The story, including that of several industries in Fife, is told through the photographs and reflections of one of Scotland’s foremost heritage experts.
John R Hume, who retired as chief inspector of historic buildings in 1999, has been an avid photographer all his life, with a particular love and understanding for Scotland’s industrial buildings and communities.
Many of the images focus on Glasgow and the west of Scotland, the heartlands of mining, foundries and construction but there are mills, river ferries and distilleries from further afield too.
No such book, of course, would be complete without a mention of Fife’s proud mining history.
Valleyfield Colliery is depicted as it stood in 1974; Michael Colliery in East Wemyss shows both the miners’ housing and the former works in 1977. Just 10 years earlier, it was Scotland’s biggest coal producer but an accident which claimed the lives of nine men in 1967 saw it closed forever.
Other pictures of local interest include the busy shunting yard that used to serve Wellesley Colliery in Methil, pictured in 1970, and a Datsun Bluebird U Coupe, pictured outside the Maltings in Kirkcaldy in 1975.
Some of the photographs record industry, while others capture everyday moments in now lost endeavour – as well as the trust and camaraderie of people often involved in dangerous and dirty work.
A Life of Industry: The Photography of John R Hume has been published by Historic Environment Scotland.
It was written by Daniel Gray, based on a series of conversations with Prof Hume who is now in his eighties. It tracks Hume’s life through his passion for cities, mechanics and engineering which he recorded in obsessive detail.

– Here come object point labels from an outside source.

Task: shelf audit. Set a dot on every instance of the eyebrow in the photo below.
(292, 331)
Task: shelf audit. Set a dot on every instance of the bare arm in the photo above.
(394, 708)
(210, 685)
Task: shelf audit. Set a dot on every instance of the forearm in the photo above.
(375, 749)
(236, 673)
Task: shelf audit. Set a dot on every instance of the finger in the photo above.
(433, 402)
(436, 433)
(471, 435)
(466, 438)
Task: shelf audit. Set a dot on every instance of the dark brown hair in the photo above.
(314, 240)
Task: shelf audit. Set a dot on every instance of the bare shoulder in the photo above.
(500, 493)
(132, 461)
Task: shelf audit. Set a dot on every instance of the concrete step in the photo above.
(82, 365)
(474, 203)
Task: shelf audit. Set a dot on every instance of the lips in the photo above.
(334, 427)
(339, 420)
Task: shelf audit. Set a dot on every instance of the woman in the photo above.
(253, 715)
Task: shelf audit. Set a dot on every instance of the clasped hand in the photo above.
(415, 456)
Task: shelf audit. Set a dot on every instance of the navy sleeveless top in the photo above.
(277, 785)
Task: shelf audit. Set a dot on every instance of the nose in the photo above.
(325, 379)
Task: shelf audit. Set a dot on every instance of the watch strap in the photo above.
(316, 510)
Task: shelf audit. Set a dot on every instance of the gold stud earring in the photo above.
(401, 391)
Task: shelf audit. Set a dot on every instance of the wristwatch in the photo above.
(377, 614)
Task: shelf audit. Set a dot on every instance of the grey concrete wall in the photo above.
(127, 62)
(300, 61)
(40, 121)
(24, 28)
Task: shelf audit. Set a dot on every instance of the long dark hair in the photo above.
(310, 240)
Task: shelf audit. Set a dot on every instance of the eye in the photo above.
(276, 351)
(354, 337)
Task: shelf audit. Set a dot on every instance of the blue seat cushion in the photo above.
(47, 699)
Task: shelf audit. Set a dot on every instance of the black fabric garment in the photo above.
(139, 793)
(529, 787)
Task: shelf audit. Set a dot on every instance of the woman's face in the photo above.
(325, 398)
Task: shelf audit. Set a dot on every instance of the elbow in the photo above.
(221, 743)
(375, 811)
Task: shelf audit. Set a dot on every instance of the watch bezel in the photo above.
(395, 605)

The 60s and 70s were pivotal times in Scotland, when familiar businesses were lost to modernisation. Later photos show the destruction of iconic buildings, pushed aside in the name of progress. It is all grouped into five sections:
Bricks and Threads focuses on traditional industries such as brick making, brewing, distilling and water mills.
Giants features the powerhouses that were our steel and iron works, collieries and shipyards.
In Motion showcases the importance of movement and transport.
Urban Life is a survey of cityscapes and towns.
And Coming Future takes us through an old world gone and a new one begun.
In the book, Prof Hume reflects: “I feel it’s important to preserve something of what went before. I’m following in a very long tradition – people want to keep relics of the distant past.
"But we should also keep things from the more recent past. Things which are either beautiful themselves or embody an enormous amount of human thought.”